Three maternal attributes (obesity, nonwhite race, and maternal education) and 1 placental finding (thrombosis of fetal stem vessels) were associated with impaired early cognitive function in extremely preterm infants. Neonatal predictors of such impairment were birth weight z score < –2 (ie, below the third centile) and male gender. In general, stronger associations were found for MDI <55 than for MDI 55 to 69.

Our finding that male gender was predictive of impaired early cognitive function agrees with most5,28 but not all29 studies of extremely preterm infants.28,30,31 The mechanisms for this association are not well understood. Boys born prematurely have a greater risk of morbidities, such as cerebral white matter damage and chronic lung disease, and gender differences in brain structure and response to injury might also be important.32

In our multivariable regression models, fetal growth restriction is a predictor of an MDI <55, while not predicting a less severely low MDI. Others, too, have found that growth-restricted infants are at increased risk of cognitive limitations.33,34 One explanation invokes placental dysfunction, which can restrict placental transfer of substrates for brain development.35 An alternative explanation is that fetal growth restriction increases the risk of neonatal complications36,37 that are more proximally related to cognitive impairment.38

Children who experience a major postnatal infection (including bacteremia and necrotizing enterocolitis) are more likely than others to have cerebral white matter injury39 and cognitive impairment.15,17 Perinatal inflammation, as evidenced by chorioamnionitis, is also a risk factor for white matter injury and cerebral palsy.40 We, however, did not find any evidence that antenatal inflammation predicts cognitive impairment.

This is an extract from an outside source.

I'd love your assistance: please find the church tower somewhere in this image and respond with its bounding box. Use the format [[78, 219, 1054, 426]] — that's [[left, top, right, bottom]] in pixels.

The only histologic characteristic of the placenta associated with cognitive impairment was thrombosis of fetal stem vessels, which is considered a lesion of uteroplacental circulation and has been associated with adverse neonatal outcomes.41 In addition to stillbirth,42 perinatal liver disease,43 and intrauterine growth restriction in monochorionic twins,44 fetal vessel thrombosis has been linked to adverse neurologic outcomes, including neonatal encephalopathy45 and neonatal stroke.46 In the ELGAN cohort, it has been associated with ventriculomegaly of the offspring,47 which, in turn, is associated with low MDI.4

One antecedent that we identified, maternal obesity, is of particular interest because it is potentially modifiable and its prevalence is increasing.48 Although maternal obesity is predictive of higher maternal blood levels of C-reactive protein49 and interleukin-6,50 we found no indirect evidence to support a link between maternal inflammation, as indicated by placental findings and initiators of preterm delivery, and subsequent impaired infant cognitive function. Maternal obesity is associated with multiple complications of pregnancy51 and with perinatal mortality.5255 Perhaps most relevant to our study is the association with fetal growth restriction.19,56 In addition, obesity is linked to chronic illnesses57,58 and social disadvantage,59 which might affect the mother-infant interaction and the resources available to enhance the home environment.

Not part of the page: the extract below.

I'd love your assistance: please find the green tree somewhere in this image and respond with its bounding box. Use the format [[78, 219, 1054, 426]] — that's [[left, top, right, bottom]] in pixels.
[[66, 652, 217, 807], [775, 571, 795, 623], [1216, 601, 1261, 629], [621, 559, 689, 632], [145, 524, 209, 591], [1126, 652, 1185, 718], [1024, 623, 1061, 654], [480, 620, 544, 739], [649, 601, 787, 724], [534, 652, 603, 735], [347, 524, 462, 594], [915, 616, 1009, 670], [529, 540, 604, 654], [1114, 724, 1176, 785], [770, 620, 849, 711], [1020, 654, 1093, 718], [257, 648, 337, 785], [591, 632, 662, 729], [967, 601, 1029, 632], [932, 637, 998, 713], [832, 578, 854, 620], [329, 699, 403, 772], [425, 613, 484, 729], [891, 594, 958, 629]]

The association of assisted conception with a low MDI, seen in univariable analyses, was no longer significant in multivariable analyses. The most likely explanation is that the risk information provided by the assisted conception variable is more strongly conveyed by 2 other correlates of socioeconomic status: race and education.

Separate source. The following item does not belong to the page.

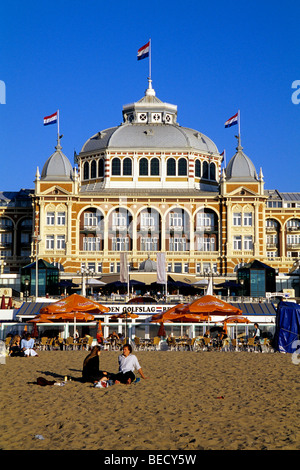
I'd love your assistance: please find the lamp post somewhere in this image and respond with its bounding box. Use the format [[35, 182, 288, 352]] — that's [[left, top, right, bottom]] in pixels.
[[240, 279, 245, 302], [32, 235, 42, 300], [77, 267, 94, 297], [24, 279, 29, 302]]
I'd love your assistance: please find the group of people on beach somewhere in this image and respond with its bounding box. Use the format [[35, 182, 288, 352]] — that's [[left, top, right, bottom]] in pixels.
[[82, 343, 148, 385], [8, 333, 38, 357]]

We are not aware of any other large prospective studies relating early cognitive functioning in extremely preterm infants to placental findings or initiators of preterm delivery. A potential limitation of this study is that MDI <55 is only moderately predictive of cognitive impairment at school age.60 The strengths of this prospective study include the large number of infants, selection of participants based on gestational age rather than birth weight, and evaluations by individuals who were not aware of infants’ medical or social histories.

This study has implications for efforts to prevent cognitive impairment among extremely premature infants. One antecedent identified here, maternal obesity, is potentially modifiable during the preconception period and pregnancy. The prevalence of another antecedent, fetal growth restriction, could be decreased by interventions to prevent severe preeclampsia, which occurred in 13% of our sample of extremely preterm infants.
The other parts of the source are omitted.